Fiji Sun

WhatsApp becomes India’s new serial killer via lynching

- Times of India Feedback: jyotip@fijisun.com.fj

New Delhi: It was meant to be a phone app which facilitate­d instant conversati­ons.

Instead WhatsApp is now becoming an instigator for quick violence. Most often the target is an outsider – somebody from another area or state, another religion or simply somebody who looks different or speaks a different language; the poor and destitute are particular­ly vulnerable.

FIVE DOWN: In what has now become a daily occurrence, as the plague of rumour mongering spreads across the country, five

people were lynched to death in Rainpada village of Maharashtr­a’s Dhule district by villagers who suspected them of being child-lifters merely because one of them tried to speak to a girl child, which was apparently cue enough for the villagers gathered at the Sunday bazaar to kill them.

According to Police, there were rumours for the last few days that a gang of child lifters was active in the area.

TWO DOWN, ALMOST: In Tamil Nadu’s Perumampat­ti village in Trichy district, two men just about escaped becoming a lynching statistic when they were beaten up by villagers on suspicion that they were child lifters.

On seeing the two strangers, the villagers grew suspicious.
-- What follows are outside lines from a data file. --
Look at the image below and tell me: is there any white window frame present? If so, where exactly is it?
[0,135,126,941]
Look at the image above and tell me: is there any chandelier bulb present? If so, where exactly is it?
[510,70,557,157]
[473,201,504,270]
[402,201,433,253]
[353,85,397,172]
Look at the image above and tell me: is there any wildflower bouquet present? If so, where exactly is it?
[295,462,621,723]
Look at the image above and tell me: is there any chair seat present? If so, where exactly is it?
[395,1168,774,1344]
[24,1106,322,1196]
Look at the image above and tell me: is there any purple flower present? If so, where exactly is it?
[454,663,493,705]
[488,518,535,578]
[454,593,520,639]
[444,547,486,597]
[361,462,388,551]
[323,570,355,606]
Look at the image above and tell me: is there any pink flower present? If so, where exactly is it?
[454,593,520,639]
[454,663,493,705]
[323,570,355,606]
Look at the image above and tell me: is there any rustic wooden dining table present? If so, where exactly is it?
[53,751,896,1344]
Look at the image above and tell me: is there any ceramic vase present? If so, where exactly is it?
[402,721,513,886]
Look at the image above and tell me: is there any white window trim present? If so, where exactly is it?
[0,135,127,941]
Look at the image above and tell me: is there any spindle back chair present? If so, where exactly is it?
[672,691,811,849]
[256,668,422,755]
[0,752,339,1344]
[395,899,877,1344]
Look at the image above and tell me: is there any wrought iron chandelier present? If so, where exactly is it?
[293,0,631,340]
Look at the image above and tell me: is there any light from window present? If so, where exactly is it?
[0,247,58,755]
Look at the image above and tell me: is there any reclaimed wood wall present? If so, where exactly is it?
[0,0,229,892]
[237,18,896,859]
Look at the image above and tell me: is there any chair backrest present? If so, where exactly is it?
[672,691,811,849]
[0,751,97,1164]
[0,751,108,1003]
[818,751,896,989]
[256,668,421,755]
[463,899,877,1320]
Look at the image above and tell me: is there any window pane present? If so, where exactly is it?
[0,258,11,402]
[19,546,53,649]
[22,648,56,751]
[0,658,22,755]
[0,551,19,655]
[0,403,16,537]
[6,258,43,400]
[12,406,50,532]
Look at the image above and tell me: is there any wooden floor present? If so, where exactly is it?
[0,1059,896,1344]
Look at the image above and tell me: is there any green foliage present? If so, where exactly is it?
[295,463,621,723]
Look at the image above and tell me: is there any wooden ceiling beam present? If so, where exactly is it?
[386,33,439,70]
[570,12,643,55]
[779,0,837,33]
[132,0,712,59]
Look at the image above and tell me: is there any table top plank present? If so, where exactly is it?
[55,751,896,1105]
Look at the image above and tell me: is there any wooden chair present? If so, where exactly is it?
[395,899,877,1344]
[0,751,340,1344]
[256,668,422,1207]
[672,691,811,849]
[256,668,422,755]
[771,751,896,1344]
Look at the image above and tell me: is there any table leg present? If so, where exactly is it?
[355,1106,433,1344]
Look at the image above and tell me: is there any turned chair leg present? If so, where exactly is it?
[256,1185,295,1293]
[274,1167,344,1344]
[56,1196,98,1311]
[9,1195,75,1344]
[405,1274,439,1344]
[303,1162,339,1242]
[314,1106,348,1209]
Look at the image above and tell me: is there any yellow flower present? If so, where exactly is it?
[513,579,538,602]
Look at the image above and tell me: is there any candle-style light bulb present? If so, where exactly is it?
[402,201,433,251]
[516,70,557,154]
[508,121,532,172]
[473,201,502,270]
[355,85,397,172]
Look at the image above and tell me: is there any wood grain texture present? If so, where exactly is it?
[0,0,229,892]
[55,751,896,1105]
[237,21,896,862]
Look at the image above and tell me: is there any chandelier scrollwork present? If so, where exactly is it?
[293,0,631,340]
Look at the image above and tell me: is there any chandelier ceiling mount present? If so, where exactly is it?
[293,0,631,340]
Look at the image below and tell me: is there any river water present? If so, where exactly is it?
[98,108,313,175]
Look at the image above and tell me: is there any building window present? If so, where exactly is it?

Sensing trouble, the duo wearing Muslim attire started to run. The villagers chased them for two kilometres and caught them at Aandi Goundampat­ti.

The villagers searched the shoulder bags of the duo and found some

thayathus (cylindrica­l capsules made of metals to tie around the waists of children). This further strengthen­ed the villagers’ suspicion.

On getting informatio­n, the Manapparai Police rushed to the spot and took them to the police station. The men were eventually found to be thayathu sellers.

13 STRIKES: So far, there have been 13 incidents of lynching related to rumours circulated through WhatsApp about suspected child lifters and kidnappers - resulting in the murders of 27 people, in less than two months.

Fake Whatsapp messages whip up a frenzy in minutes and before any sanity can prevail, innocents have been clobbered to death.

Mobs are mobilised in seconds because the message has reached scores at the same time, giving real-time details of the so-called suspects.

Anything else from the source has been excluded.